PCDATA vs CDATA in XML DTD

7.1k views Asked by At

In XML DTD's - When defining an element , we use #PCDATA to say that this element can contain any parseable text. When defining an attribute , we use CDATA to say that its value can be any character data.

CDATA as is used in XML is something which is not parsed by the XML parser (Multi character escape sequence). Consistently, when we use CDATA for defining an attribute ; the parser should not parse it. But , it does!

Then , Why Could not PCDATA have been used in place of CDATA for defining attributes?

Update - This has been kept this way to be backward compatible with SGML. What's the reasoning behind such naming in SGML ?

2

There are 2 answers

7
Daniel Haley On

A CDATA section, like you would use in an element, is different from the CDATA attribute type.

The parsing that you are most likely observing (like entity references being resolved) is from attribute-value normalization.

6
Javier On

When used in the declared value of an attribute CDATA refers to the actual value of the attribute (character data), not to the context in which it is parsed. On the other hand, when parsing elements we need a distinction between character-data-with-no-markup (CDATA) and parsed-character-data-where-delimiters-are expected (PCDATA) .
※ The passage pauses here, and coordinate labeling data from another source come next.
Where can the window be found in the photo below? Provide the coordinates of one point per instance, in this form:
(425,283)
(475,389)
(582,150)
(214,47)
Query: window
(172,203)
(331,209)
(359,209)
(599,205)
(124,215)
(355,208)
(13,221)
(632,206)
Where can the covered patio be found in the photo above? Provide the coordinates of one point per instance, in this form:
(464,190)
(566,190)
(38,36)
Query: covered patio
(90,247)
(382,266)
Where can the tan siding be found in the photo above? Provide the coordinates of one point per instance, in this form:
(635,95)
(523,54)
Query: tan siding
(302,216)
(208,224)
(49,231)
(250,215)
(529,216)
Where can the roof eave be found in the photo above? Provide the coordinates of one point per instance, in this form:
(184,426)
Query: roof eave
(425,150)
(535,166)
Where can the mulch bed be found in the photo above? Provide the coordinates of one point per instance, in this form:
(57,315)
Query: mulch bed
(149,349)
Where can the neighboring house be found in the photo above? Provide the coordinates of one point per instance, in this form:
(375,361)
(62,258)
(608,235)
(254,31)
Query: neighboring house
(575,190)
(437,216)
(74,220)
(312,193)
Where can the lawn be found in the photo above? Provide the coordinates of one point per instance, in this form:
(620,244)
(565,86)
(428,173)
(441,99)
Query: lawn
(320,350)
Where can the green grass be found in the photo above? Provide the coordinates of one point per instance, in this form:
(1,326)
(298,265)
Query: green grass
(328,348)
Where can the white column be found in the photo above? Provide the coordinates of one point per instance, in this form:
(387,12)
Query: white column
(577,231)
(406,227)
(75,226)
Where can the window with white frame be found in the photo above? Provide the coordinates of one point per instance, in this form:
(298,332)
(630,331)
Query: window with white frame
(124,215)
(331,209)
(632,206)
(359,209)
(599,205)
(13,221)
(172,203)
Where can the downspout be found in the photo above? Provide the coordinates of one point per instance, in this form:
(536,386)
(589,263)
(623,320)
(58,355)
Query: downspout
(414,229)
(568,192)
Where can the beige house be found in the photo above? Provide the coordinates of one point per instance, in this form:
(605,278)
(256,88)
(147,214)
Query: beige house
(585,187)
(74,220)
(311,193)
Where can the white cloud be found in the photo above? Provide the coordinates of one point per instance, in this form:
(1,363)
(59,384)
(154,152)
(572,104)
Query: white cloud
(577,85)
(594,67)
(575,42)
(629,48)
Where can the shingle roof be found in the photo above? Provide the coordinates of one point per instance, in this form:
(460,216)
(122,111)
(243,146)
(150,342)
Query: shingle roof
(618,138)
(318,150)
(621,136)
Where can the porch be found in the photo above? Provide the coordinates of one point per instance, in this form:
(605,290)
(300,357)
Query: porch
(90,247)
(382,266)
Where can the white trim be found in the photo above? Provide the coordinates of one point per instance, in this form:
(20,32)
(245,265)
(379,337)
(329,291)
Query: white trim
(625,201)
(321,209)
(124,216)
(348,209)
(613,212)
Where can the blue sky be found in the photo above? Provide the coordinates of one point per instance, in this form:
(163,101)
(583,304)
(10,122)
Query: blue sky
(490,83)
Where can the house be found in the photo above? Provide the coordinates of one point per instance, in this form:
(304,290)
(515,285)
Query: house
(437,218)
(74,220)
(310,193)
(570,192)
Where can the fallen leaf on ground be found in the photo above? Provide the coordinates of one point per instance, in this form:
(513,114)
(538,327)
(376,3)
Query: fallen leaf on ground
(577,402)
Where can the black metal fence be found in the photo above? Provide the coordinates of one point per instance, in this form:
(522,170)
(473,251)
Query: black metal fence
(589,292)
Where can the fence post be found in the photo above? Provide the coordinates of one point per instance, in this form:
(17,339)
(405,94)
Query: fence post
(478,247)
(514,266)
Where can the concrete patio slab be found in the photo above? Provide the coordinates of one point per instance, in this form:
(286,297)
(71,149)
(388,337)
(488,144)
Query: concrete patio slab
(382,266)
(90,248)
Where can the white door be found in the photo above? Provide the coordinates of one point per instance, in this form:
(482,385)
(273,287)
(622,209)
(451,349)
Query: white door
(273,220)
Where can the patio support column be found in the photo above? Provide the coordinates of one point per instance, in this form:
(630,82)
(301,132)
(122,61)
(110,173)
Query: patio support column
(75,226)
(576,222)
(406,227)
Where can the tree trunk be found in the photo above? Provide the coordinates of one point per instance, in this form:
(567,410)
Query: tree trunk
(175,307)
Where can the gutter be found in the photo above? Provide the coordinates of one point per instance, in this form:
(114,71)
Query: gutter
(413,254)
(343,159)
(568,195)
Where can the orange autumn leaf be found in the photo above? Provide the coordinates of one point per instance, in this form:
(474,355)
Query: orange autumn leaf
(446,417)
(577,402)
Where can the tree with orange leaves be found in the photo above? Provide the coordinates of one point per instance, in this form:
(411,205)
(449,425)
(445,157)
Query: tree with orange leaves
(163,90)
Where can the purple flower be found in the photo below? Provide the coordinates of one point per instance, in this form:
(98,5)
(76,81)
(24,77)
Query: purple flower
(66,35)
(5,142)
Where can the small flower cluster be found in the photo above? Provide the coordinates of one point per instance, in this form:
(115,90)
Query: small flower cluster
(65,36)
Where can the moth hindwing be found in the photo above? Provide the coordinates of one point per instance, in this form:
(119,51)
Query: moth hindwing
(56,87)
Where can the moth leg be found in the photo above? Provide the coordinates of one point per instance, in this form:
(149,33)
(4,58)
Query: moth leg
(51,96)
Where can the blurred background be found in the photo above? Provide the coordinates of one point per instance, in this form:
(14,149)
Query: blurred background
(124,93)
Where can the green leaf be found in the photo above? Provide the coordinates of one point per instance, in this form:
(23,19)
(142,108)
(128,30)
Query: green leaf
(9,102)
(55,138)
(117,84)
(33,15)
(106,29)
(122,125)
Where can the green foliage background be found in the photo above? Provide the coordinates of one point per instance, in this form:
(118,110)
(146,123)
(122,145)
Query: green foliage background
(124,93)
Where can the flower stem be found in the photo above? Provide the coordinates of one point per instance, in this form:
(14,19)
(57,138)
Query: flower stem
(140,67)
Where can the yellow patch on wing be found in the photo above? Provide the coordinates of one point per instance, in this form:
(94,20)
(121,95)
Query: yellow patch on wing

At first glance this seems arbitrary, but it is not (see here and here).

In SGML, an attribute value specification may either be quoted (attribute value literal) or unquoted (attribute value).

attribute value specification = attribute value literal | attribute value

When the attribute is unquoted, only NAME-characters are allowed and that may be further restricted for some declared values such as NUMBER.

The content of an attribute value literal, on the other hand, is a sequence of replaceable character data surrounded by LIT/LITA delimiters (double and single quotes, respectively, in the reference concrete syntax).

attribute value literal =
   ( LIT , replaceable character data *, LIT) | 
   ( LITA , replaceable character data *, LITA)

Replaceable character data is "like CDATA except that entity references and character references are recognized" (Goldfarb, the SGML Handbook).

It follows that the replacement of entity references in attribute value literals do not depend on the declared value of the attribute. Therefore, if you have <!ENTITY foo "bar"> and <elem attr="&foo;"> the entity reference &foo; will be parsed in the context of replaceable character data (LIT recognition mode), yielding <elem attr=bar>. It does not matter if attr is declared as CDATA, NAME or whatever.

Update

There is no need to say that entities in an attribute have to be parsed, because all attribute types have the same parsing rules: if the attribute value starts with a quote (LIT), then entities are recognized (replaceable character data) and the value ends when a matching end-quote is found.

Here CDATA means that a valid attribute must contain arbitrary character data after expanding entities. Had the attribute been declared as NUMBER, it would have been required to contain numeric characters (or entities that are expanded to numeric characters).

In the example above, the CDATA attribute with value "&foo;" is equivalent to "bar", in the same way that a NUMBER attribute with value "&#48;" is equivalent to "0" (even though the sequence "&#48;" contains characters other than numeric).